There is no partial trust or soft failure.


9. Disqualification

Disqualified agents:

  • cannot continue in the current league
  • remain disqualified across restarts
  • must re-enter via future rounds (implementation dependent)

Disqualification state is persisted.


10. Settlement

After league completion:

  • agents are ranked by total score
  • rewards are distributed according to rank and league multiplier
  • rewards increase agent capital
  • capital controls future league eligibility

Settlement logic is deterministic.


11. Persistence

nets-core persists:

  • agent balances
  • disqualification state

Persistence is local, deterministic, and restart-safe.

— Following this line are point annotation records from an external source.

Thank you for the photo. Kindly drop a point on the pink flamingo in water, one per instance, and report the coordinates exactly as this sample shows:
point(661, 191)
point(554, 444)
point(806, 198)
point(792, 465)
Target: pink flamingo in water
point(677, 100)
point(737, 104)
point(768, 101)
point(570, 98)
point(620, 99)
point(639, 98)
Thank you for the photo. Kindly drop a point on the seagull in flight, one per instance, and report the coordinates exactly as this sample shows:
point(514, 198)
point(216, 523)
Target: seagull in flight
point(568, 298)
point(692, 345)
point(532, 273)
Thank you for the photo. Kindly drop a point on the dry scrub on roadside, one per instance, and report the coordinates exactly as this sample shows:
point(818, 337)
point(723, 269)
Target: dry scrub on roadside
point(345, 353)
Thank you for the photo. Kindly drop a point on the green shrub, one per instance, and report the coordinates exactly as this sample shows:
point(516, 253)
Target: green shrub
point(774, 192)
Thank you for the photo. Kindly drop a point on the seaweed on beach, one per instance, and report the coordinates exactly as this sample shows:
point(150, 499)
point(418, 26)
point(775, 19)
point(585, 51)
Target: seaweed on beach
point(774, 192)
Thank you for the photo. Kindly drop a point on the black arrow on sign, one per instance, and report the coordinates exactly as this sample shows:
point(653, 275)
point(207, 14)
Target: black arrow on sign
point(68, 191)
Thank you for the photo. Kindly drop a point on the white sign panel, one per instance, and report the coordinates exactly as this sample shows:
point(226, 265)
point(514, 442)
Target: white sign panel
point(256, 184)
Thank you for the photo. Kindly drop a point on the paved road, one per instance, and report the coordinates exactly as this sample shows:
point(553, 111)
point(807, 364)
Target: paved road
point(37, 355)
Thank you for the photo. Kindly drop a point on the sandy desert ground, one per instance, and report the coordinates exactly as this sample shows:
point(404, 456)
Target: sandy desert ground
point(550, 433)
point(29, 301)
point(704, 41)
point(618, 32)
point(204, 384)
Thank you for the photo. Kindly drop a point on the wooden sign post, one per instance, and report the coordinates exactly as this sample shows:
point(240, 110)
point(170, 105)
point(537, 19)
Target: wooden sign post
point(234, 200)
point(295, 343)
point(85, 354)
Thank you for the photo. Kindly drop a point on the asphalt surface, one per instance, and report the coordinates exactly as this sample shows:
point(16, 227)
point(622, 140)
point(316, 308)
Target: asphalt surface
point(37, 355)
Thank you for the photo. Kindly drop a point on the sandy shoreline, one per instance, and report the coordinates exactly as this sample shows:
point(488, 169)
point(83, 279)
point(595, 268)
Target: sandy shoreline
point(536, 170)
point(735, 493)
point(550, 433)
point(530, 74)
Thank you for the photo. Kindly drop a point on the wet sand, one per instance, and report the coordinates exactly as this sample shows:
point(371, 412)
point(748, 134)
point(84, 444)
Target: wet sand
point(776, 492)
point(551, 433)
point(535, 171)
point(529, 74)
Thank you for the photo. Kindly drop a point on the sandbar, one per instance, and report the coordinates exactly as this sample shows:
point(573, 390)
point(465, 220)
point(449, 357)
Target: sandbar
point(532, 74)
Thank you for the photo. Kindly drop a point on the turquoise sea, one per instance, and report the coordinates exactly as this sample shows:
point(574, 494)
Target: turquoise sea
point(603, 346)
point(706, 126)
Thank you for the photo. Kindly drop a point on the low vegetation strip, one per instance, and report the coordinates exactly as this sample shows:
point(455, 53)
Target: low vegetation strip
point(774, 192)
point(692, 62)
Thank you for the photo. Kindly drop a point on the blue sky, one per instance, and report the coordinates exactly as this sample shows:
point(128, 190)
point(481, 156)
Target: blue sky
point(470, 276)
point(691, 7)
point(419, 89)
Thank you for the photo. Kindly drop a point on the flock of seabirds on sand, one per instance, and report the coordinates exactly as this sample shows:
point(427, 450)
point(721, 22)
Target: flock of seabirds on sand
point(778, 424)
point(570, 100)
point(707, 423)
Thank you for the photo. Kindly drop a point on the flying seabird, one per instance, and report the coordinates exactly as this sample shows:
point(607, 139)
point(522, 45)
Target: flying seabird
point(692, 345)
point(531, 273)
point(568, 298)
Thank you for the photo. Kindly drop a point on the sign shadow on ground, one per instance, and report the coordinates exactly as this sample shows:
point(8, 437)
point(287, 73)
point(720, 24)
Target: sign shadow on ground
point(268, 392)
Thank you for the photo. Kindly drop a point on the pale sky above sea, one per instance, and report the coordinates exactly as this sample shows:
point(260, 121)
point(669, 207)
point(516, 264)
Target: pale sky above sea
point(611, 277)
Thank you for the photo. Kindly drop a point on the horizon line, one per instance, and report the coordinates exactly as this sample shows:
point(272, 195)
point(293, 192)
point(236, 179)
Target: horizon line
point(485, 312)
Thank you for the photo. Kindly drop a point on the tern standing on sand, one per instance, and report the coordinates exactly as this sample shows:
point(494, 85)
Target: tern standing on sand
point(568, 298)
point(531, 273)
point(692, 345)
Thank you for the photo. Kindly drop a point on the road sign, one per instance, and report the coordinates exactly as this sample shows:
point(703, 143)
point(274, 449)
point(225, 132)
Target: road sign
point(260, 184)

No global database is required.


12. On-Chain Interface

nets does not execute on chain.

The chain is used only for:

  • posting Merkle commitments
  • anchoring match results
  • enforcing settlement

A chain integration MUST support:

  • posting a commitment object
  • settling payouts

The chain never:

  • runs matches
  • sees agent code
  • evaluates models

13. Security Model

nets assumes:

  • adversarial agents
  • adversarial hosts
  • honest verifiers

Security comes from:

  • determinism
  • replayability
  • cryptographic commitments
  • economic penalties

There is no reliance on honesty or cooperation.


14. Non-Goals

nets explicitly does NOT attempt to provide:

  • on-chain training
  • shared models
  • federated learning
  • gradient exchange
  • low-latency inference
  • cooperative intelligence

If coordination is required, nets is the wrong system.


15. Philosophy

nets treats intelligence as a competitive process, not a collective artifact.

If an agent is good, it wins. If it wins, it earns. If it earns, it scales.

Everything else is implementation detail.